Thanks to the Delboeuf Illusion, downsizing your plates will reduce the number of calories you are eating and allow you to feel satisfied at the same time. Forget about willpower and motivation and let the plate control your portion for you. You can safely and happily eat a full plate of food and still lose weight, just start with a smaller plate.
2. Pick a Color That Makes Life Easy
The size of your plate isn’t the only thing that determines how much you eat. Wansink and van Ittersum have discovered that the color of your plate matters, too.
The two men conducted an experiment where they examined the relationship between plate color and serving size. The researchers instructed one group of participants to serve themselves pasta pre-mixed with a red tomato sauce and a second group to serve themselves pasta pre-mixed with a white Alfredo sauce. Each person was randomly given a white plate or a dark red plate.
The researchers discovered that when the color of a participant’s plate matched the color of their food, they served themselves almost 30 percent more. In other words, if you ate pasta with red tomato sauce on a dark red plate, you ate almost 30 percent more than you would if you had used a white plate. The same was true for eating pasta with a white Alfredo sauce on a white plate compared to a dark red plate.
The reason behind this drastic difference in serving size is that when the color of your food blends in with the color of your plate, then the amount of food doesn’t appear to be as large. The result is that you will end up scooping more food onto the plate. Look at the color contrast in the image below to get a sense of this effect.
Imagine a meal with rice, chicken, and broccoli. The color of your food tends to blend in with the white plate on the left, while it stands out clearly from the red plate on the right. You are more likely to scoop large portions onto the white plate because the food blends in with the color of the plate and doesn’t appear to be as large.
The higher contrast in plate color to food color will automatically prevent you from throwing an extra scoop onto the plate. Typically, this isn’t something you will think about, your mind will just realize that you don’t need another serving. You don’t have to rely on motivation because the color of the plate is helping your mind make the decision for you.
How to Make This Work in Your Life
I tend to eat a protein-heavy diet with a moderate amount of carbohydrates and fats.
Based on the research, if I had to choose a color for my dinner plates, I would choose dark green. Presumably, this color would contrast with most foods that I would want to limit: pastas, potatoes, cereals, and grains. At the same time, I would enjoy a positive effect from the dark green color: over-serving helpings of broccoli, spinach, and leafy greens.
If you want to change the way you eat, then you have two options.

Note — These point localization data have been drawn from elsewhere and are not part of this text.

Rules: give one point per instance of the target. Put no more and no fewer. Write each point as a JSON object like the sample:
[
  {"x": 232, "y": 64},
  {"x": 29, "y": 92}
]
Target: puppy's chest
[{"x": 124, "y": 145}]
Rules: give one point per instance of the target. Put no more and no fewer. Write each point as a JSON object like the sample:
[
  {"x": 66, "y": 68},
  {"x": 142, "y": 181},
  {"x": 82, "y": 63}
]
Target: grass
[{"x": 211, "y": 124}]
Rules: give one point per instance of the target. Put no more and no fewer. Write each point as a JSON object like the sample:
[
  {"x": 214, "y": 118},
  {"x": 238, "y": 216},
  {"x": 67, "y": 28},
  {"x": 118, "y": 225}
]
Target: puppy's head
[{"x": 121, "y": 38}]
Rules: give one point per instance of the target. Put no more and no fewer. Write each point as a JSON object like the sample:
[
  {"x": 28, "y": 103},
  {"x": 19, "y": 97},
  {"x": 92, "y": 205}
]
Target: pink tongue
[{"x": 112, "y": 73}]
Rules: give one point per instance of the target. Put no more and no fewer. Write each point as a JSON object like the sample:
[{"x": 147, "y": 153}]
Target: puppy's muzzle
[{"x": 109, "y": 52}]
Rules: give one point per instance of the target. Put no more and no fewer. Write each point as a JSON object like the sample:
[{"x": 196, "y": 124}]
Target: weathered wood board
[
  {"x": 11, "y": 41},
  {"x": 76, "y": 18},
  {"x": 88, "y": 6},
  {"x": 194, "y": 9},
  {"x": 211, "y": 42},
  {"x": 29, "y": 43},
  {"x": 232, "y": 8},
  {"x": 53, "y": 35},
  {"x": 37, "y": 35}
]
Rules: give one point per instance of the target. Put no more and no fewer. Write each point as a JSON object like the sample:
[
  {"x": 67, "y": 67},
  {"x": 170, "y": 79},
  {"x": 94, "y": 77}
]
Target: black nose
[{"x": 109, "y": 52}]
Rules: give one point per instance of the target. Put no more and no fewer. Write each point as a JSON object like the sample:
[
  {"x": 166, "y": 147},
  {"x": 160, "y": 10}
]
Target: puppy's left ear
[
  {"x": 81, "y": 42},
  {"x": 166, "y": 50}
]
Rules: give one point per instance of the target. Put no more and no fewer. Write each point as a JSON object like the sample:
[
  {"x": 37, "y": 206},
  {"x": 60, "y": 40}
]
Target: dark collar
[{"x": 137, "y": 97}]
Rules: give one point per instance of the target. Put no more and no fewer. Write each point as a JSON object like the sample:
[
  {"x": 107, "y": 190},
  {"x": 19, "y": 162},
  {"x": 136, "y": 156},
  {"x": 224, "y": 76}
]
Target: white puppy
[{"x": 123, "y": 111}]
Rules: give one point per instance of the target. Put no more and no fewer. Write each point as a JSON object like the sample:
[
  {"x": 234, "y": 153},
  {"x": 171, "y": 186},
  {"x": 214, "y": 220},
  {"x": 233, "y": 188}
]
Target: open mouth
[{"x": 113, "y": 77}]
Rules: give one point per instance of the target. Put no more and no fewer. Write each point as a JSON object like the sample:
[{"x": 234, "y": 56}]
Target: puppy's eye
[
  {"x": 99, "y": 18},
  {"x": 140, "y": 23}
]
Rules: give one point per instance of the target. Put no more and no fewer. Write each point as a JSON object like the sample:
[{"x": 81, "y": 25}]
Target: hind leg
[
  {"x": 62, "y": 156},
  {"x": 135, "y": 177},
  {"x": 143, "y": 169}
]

The first option is to remember to eat differently, which is more commonly known as dieting. Dieting is hard and depriving yourself of certain foods drains your willpower. As your motivation dwindles, the likelihood that you will stick to your diet drops. Human beings are creatures of habit and overriding your current eating patterns is a difficult thing to do. The reason most diets fail isn’t because we switch to the wrong foods, it’s because we don’t actually follow the diet over the long term.
The second option is that you can shift your eating behavior by designing the environment around you. Changing certain cues, like the color and size of your plate, is a simple way to take advantage of the way your mind works and alter your eating patterns without actively thinking about it. If you’re looking for easy ways to lose weight, then making a few changes to your environment can make life much easier.